Erzurum’a 8 kilometre uzaklıklardaki Oltu -Tortum yolunu kontrol eden Tafta ve Karagöbek; doğuda Çoban dede, Dolangez, İlave, Uzunahmet, Küçük Höyük, Büyük Höyük tabyaları birinci, Sivisli, Ağzı Açık, Toparlak, Gez tabyaları da ikinci savunma hattı olarak yapıldı. Güney yönünde de Küçük Palandöken ve Büyük Palandöken tabyaları yapıldı. Toplam 14 tabya yapılarak şehrin savunması güçlendirildi.
Mimari yönden estetik ve yapı üslubu olarak herhangi bir özenin gösterilmediği tabyalarda daha çok sağlamlık ve kullanım esasları ön plana alınmıştır. Planlarında ve araziye yerleşiminde daha çok bulundukları yerlerin konumu, genişliği kontrol altında tutacakları yerler ön planda tutulmuştur. Bu yönden ikisi dışında tabyalar birbirlerine benzemezler. Bu konuda bir araştırma yapan Prof. Dr. Haşim Karpuz tabyaları ‘Hilal Tabya’ ve ‘Yay Tabya’ olarak iki ayrı gruba ayırmıştır. Sivri bir tepe üzerinde yapılmış olan tabyalar daha toplu ve daire şeklindedirler. Bunun yanı sıra daha yayvan ve daha az sarp olan tepe ve sırtlarda yapılanlar yay şeklinde yapılmıştır. Bu tabyalar yan yana odalardan meydana gelmiş, üzerleri kalın bir toprak tabakasıyla örtülmüştür. Düşmanın geleceği yönün aksi tarafında da askerlerin toplantı avluları vardı ve ayrıca depo, revir gibi yapılara da burada yer verilmiştir. Tabyaların en geniş bölümünde kışla odaları bulunmaktadır. Bunlar birbirleriyle bağlantılı dikdörtgen odalardan oluşmaktadır. Odaların genişlikleri 3 ila 4 metre olup derinlikleri 6 ila 14.50 metre arasındadır. Çoğunlukla tek katlı olan kışla odalarının bazıları yer kazanmak amacıyla ahşap kalaslarla ikiye bölünmüş ve iki katlı duruma getirilmiştir. Bunlardan Büyük Kiremitlik Tabyası iyi bir durumda günümüze gelerek iki katlı kışlalara bir örnektir.
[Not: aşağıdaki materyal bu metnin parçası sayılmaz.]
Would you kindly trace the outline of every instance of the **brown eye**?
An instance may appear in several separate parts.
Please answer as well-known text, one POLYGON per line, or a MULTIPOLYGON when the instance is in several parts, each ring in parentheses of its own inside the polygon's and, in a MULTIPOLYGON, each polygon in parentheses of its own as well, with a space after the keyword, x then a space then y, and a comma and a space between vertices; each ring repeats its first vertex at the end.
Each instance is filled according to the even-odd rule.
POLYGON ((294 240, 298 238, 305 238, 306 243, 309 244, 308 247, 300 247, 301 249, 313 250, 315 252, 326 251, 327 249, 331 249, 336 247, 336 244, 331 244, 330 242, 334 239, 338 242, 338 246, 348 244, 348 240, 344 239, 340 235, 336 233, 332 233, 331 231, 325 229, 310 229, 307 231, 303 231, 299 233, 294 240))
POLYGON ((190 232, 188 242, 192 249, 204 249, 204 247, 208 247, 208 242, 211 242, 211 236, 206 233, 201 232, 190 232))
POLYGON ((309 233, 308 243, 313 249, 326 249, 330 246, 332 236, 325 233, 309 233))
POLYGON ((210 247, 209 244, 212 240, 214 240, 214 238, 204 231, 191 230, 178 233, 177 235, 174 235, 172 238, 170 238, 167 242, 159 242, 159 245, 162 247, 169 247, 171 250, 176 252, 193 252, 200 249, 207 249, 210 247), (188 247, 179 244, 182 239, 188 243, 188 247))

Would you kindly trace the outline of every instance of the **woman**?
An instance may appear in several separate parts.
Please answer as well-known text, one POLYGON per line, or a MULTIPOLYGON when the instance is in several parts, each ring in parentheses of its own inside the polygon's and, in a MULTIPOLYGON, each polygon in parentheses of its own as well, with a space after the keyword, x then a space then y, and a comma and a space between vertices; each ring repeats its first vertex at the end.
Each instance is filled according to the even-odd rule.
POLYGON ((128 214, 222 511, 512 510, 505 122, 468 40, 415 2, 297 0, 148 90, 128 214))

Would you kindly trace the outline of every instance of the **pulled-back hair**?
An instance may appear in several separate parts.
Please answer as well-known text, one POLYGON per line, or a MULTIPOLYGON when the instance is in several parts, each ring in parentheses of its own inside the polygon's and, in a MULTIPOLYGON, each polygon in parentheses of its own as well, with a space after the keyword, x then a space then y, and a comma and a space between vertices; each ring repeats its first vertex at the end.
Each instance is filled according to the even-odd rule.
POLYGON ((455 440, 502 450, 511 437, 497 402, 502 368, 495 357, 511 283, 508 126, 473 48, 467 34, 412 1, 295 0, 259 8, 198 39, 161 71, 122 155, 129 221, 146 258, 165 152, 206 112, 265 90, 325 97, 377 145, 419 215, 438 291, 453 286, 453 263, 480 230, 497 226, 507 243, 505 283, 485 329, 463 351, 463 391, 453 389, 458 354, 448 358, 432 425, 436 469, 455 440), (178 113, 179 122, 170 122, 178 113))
Bu tabyalar saldıran güçlere yönelik taraflarda 5 -10 metre kalınlığında bir toprak yığınıyla takviye edilmiştir. Alt ve üstten kalın toprak tabakaları ile örtülü olan bu tabyaların karşı taraftan seçilmeleri de hemen hemen imkansızdır. Aynı zamanda da topçu ateşinin etkisinden uzak kalmaktadır.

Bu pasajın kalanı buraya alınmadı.